I recently enjoyed Barbara Ehrenreich’s book “Bait and Switch”. The book details the demoralisation amongst modern white collar workers who, she posits, largely fall into two groups: job seekers and those who live in fear of unemployment – recognising they are just one round of lay-offs away from being expendable themselves. Posing as a unemployed white collar worker she dutifully attended networking events across America.
While not job searching myself, I recognised her astute observation about networking: “It feels ‘fake’ because we know it involves the deflection of our own natural human sociability to an ulterior end. Normally we meet strangers in the expectation that they may be truly strange, and are drawn to the multilayered mystery that each human presents. But in networking, as in prostitution, there is no time for fascination. The networker is always…looking over the shoulder of the person she engages in conversation, toward whatever concrete advantage can be gleaned from the interaction – a tip or precious contact. The instrumentalism undermines the possibility of a group identity… white collar victims of a corporate upheaval. No matter how crowded the room, the networker prowls alone, scavenging to meet his or her individual needs.”

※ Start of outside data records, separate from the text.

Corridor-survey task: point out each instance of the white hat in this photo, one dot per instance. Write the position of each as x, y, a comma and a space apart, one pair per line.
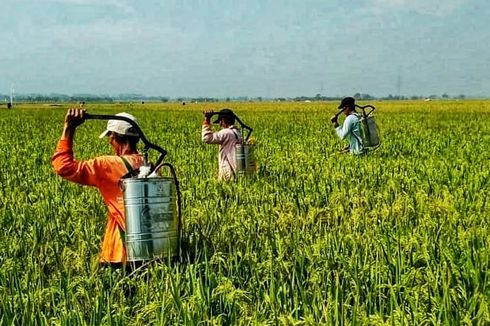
121, 127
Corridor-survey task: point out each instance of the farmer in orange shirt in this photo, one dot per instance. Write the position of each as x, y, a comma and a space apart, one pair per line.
103, 172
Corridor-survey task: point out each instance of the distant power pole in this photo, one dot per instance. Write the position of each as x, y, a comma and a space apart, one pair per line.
399, 83
11, 103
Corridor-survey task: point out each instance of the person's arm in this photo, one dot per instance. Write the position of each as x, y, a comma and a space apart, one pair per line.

While that description may sound dismally mercenary, it is very apt. The key in networking is not to be the ‘shoulder overlooker’ but to set your sites on meeting just a small handful of people at an event. If you place the expectation on yourself that you must meet and exchange cards with a dozen new people, you won’t have the time to authentically engage with any of them. If there is no time for authenticity, you won’t get a good sense of who they really are and how you can help them. And realistically, people will unlikely be vested in helping you if they don’t feel truly heard and understood in the first place. Go for fewer, more authentic interactions – for your own enjoyment as well as those you meet.